In a podcast about “Slow Productivity” Cal Newport suggests that organizations could do a lot to prevent employee burnout by shifting their goals to quality of output over quantity. This would let workers do their jobs at a more natural pace, working the way our brains are wired.
But let’s say we can’t wait for our company to make the shift from maximum output to fine craftsmanship. Can a focus on quality be helpful on a personal level?
Robert Pirsig seemed to think that a focus on Quality (Pirsig capped the “Q” to emphasize that he was talking about a transcendent ideal and not a spectrum of goodness/badness) was key to solving all kinds of alienation and disenfranchisement caused by the introduction of technology into human endeavors.

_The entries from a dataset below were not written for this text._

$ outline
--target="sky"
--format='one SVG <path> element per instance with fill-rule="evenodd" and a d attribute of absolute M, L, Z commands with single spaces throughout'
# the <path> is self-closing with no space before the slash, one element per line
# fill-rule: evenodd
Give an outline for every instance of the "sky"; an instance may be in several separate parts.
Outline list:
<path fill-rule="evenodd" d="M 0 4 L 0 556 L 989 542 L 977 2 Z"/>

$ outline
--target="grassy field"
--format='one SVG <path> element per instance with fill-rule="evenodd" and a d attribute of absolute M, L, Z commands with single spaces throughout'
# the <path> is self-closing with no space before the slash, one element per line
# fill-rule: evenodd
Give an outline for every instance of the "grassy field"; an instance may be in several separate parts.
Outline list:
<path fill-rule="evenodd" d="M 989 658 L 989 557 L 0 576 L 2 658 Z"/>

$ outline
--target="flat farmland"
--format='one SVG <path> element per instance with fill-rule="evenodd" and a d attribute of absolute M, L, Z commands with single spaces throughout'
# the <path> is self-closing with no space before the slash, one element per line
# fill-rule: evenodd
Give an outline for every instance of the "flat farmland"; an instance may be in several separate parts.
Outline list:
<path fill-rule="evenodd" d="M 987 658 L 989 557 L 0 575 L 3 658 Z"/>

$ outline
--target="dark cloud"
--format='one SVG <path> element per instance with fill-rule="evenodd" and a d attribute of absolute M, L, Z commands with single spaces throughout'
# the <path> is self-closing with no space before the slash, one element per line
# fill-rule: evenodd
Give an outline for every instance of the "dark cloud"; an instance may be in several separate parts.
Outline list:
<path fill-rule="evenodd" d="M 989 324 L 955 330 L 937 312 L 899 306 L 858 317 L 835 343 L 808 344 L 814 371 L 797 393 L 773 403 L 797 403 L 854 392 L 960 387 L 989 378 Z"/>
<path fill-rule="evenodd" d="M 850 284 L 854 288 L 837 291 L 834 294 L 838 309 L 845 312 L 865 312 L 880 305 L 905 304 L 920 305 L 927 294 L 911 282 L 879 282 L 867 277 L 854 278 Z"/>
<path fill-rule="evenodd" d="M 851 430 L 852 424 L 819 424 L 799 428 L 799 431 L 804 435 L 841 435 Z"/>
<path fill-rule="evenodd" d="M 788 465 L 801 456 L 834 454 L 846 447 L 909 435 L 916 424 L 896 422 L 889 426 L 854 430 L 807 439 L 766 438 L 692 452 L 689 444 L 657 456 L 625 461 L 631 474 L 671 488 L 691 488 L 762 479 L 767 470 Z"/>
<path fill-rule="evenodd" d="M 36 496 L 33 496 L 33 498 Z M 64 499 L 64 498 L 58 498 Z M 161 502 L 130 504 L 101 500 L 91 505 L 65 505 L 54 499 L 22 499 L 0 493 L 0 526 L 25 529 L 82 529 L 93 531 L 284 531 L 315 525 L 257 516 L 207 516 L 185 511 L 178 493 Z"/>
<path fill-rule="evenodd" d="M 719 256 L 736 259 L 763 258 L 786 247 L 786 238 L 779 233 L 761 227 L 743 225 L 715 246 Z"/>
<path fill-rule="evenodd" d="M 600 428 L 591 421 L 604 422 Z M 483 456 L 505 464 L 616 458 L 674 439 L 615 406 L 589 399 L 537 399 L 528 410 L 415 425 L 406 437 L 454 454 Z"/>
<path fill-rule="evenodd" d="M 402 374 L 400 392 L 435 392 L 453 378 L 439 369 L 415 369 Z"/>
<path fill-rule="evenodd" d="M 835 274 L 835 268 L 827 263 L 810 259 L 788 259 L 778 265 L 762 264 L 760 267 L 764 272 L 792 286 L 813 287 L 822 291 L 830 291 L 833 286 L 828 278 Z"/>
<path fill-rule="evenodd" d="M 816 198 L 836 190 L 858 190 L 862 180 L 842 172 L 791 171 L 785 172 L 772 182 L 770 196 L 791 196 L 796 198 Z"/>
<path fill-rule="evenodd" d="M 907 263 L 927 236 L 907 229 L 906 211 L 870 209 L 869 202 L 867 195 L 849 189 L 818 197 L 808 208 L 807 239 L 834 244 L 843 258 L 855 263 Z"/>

In Zen and the Art of Motorcycle Maintenance Pirsig says:
If you want to build a factory, or fix a motorcycle, or set a nation right without getting stuck, then classical, structured, dualistic subject-object knowledge, although necessary, isn’t enough. You have to get some feeling for the quality of the work. You have to have a sense of what’s good. That is what carries you forward. This sense isn’t just something you’re born with, although you are born with it. It’s also something you can develop. It’s not just “intuition,” not just an unexplainable “skill” or “talent.” It’s the direct result of contact with basic reality, Quality which dualistic reason has in the past tended to conceal.
He goes on to connect a pursuit of Quality with peace of mind. He argues that you cannot produce quality without first having peace of mind. But there’s also a sense in which the experience and contemplation of Quality will produce peace of mind.
Pirsig’s idea of peace of mind had three characteristics:
- Physical quietness – we approach the situation calmly, deliberately, without unnecessary rush,
- Mental quietness – we are focused on the situation without wandering thoughts,
- Value quietness – we approach the situation without “wandering desire,” focused on Quality alone.
If Pirsig’s insights into Quality are correct in any degree, then it seems that a pursuit of Quality in the workplace would necessarily incorporate a practice of mindfulness.
As it turns out, there is evidence that mindfulness meditation can reduce levels of the stress hormone cortisol.
So maybe Newport is onto something here by encouraging a shift from merely cranking widgets to cranking the highest quality widgets possible.